Dec 10, 20245 min read

Event streams are append-only by design. GDPR demands deletion. Here is how I think about reconciling the two, and the approach I prefer in practice.

Event Sourcing and GDPR look, at first glance, like a contradiction in terms.

An event store is append-only by design. Every fact that ever happened is preserved, immutable, replayable. That is the whole point. It is also what makes it powerful: a complete, auditable history of your system, with the ability to rebuild any read model from scratch.

GDPR, on the other hand, hands users a hammer called the right to be forgotten. They can ask you to remove their personal data, and you have to comply. Not "kind of." Not "soon." Actually remove it.

So how do you square an append-only log with a legal requirement to delete?

The usual answers

There are a few patterns that come up repeatedly in event-sourced systems. Each has trade-offs.

1. Hard delete: rewrite or drop events

The simplest mental model: when a user asks to be forgotten, find every event that mentions them and delete it.

It works, but it breaks the core promise of the event store. Projections built from the stream may no longer be reproducible. Aggregates that depended on those events may refuse to rehydrate. Audit trails get holes. And if your event store relies on cryptographic chaining or strict ordering, you may invalidate the whole structure.

For some domains this is acceptable.
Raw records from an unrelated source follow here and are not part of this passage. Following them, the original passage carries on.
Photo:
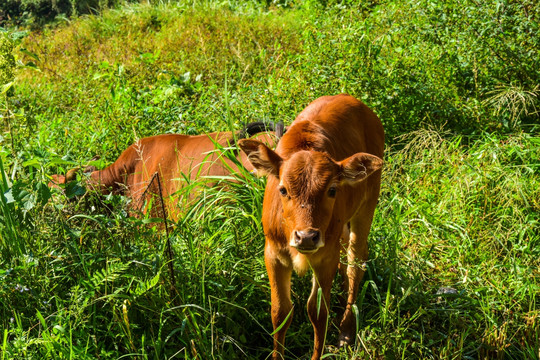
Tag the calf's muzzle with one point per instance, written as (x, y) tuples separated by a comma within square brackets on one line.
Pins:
[(306, 241)]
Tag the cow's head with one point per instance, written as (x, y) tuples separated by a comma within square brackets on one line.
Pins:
[(309, 184)]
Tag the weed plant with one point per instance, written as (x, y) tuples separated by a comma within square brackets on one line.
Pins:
[(454, 248)]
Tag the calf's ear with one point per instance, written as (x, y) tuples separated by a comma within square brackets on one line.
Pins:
[(263, 159), (359, 166)]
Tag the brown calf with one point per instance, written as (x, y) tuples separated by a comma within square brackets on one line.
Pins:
[(176, 158), (323, 177)]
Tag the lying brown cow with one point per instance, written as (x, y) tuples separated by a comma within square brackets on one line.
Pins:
[(176, 158), (324, 176)]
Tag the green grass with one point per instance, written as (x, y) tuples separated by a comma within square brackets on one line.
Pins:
[(454, 248)]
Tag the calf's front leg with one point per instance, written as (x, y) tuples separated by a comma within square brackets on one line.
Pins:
[(323, 275), (280, 286)]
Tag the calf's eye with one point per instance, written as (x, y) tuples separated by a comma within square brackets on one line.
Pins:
[(332, 192)]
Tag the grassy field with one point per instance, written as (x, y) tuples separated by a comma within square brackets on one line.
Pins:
[(454, 270)]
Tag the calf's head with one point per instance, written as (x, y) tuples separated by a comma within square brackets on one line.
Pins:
[(310, 183)]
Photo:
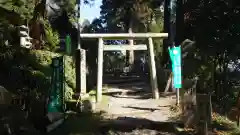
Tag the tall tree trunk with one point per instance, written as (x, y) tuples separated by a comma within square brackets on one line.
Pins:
[(166, 44), (130, 53)]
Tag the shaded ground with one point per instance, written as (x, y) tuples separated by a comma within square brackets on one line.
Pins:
[(134, 100)]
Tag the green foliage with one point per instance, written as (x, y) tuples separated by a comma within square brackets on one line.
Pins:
[(31, 70), (52, 37), (22, 7)]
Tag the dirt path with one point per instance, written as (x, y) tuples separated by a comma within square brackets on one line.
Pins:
[(134, 100)]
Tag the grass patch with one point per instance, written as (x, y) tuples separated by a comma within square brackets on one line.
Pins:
[(79, 124)]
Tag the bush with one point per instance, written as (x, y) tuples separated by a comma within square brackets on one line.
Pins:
[(26, 69), (52, 37)]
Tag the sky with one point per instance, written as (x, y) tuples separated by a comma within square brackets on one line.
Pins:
[(90, 12)]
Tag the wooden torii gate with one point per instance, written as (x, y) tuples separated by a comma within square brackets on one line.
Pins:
[(130, 36)]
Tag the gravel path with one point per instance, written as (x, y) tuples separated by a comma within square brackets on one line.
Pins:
[(134, 100)]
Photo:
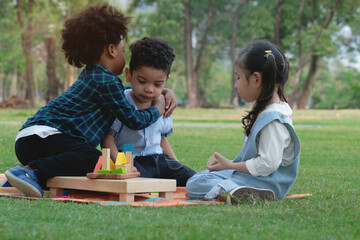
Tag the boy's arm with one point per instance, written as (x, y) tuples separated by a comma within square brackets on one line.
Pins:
[(113, 99), (167, 148), (109, 142), (170, 101)]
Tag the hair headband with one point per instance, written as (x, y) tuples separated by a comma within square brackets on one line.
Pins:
[(268, 53)]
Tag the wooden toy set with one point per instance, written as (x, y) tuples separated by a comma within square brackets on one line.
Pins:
[(115, 178), (122, 169)]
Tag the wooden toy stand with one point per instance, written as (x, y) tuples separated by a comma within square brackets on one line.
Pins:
[(126, 188)]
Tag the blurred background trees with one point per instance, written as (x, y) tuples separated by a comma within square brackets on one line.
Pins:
[(321, 39)]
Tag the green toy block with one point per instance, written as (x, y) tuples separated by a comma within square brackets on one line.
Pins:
[(118, 171), (104, 171)]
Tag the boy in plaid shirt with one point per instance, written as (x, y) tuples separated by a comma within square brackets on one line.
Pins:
[(61, 138)]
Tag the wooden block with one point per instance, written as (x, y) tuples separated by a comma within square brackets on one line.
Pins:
[(10, 190), (129, 148), (118, 171), (106, 159), (212, 160), (112, 165), (98, 165), (132, 185), (113, 176), (126, 197), (167, 195), (130, 160), (120, 159), (56, 192)]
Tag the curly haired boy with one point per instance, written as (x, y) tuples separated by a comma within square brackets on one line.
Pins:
[(61, 138)]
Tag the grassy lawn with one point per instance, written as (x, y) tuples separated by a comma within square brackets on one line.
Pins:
[(329, 169)]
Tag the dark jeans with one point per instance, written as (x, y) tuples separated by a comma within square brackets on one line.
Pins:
[(163, 166), (56, 155)]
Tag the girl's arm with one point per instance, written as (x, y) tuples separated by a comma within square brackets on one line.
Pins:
[(224, 163), (109, 142), (167, 148), (170, 101)]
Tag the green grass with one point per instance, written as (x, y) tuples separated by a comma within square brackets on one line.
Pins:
[(329, 169)]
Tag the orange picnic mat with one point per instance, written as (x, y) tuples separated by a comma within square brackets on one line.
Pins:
[(152, 199)]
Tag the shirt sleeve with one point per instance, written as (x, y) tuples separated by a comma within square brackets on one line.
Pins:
[(114, 100), (272, 141), (115, 128)]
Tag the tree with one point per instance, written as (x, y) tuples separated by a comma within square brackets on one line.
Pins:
[(305, 57), (53, 81), (193, 71), (235, 9)]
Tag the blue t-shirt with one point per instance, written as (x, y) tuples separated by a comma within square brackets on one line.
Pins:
[(146, 141)]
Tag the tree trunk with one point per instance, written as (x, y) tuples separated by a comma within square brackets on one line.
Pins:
[(193, 75), (26, 38), (191, 85), (53, 83), (234, 98), (306, 89), (276, 38), (303, 60), (14, 84)]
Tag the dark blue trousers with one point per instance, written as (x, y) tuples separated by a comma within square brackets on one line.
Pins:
[(163, 166), (56, 155)]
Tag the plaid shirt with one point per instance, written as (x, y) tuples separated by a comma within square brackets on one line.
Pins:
[(89, 107)]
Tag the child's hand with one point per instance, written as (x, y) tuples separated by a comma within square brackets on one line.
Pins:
[(159, 103), (222, 163), (170, 101)]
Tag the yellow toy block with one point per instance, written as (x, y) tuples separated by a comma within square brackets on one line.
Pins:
[(106, 159), (130, 159), (118, 171), (121, 159), (112, 165)]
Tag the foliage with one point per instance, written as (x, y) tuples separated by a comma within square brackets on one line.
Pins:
[(341, 90), (165, 19), (329, 169)]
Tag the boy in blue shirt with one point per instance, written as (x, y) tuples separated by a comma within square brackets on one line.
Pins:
[(61, 138), (150, 64)]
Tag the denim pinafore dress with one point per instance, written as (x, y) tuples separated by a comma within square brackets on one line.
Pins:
[(208, 185)]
For most it is not.

2. Crypto-shredding

A more elegant variant: encrypt personal data inside events with a per-subject key, and store the key separately. When deletion is requested, throw away the key. The event remains, but the personal payload is now unreadable noise.

This is clean from a storage standpoint and respects immutability. The downside is operational complexity: you need a proper key management story, key rotation, backups that don't accidentally preserve old keys, and a clear understanding of what counts as "personal data" inside each event.

It also doesn't help if personal data leaked into fields you didn't think to encrypt: free-text comments, addresses copied into unrelated events, log-like payloads. Once it's plain text in the stream, shredding won't save you.

3. External personal data, references in the stream

This is the approach I keep coming back to, and the one I think is the best default for new systems.

The idea is simple: the event stream does not contain personal data directly. Instead, events carry references to records that live in a separate, mutable store specifically designed to be deletable.

So an event like UserSignedUp does not embed the email, name, or address. It embeds a stable identifier, and the personal data sits in a side store keyed by that identifier.

When a user invokes their right to be forgotten:

You delete the row in the personal-data store.
The event stream stays untouched.
Projections that need personal data join against the side store at query or projection-build time.
If the side data is gone, the projection naturally renders an empty or anonymized value.

Why I prefer the reference approach

A few reasons make it my default:

The event store stays honest. Append-only is preserved. History is still complete in the sense that matters: what happened, when, and in what order.
Deletion is a real delete. Not a key thrown away, not a tombstone, not a flag. The personal data is gone, in one place, with one operation.
Replay still works. You can rebuild projections from the stream at any time. Personal data simply joins in (or doesn't) at projection time.
Auditing remains meaningful. You can still prove that an action occurred. You just can't reproduce who it referred to once they have been forgotten. That is usually exactly what GDPR wants.
The boundary is explicit. Engineers have to make a conscious decision to put personal data into an event. That friction is a feature, not a bug.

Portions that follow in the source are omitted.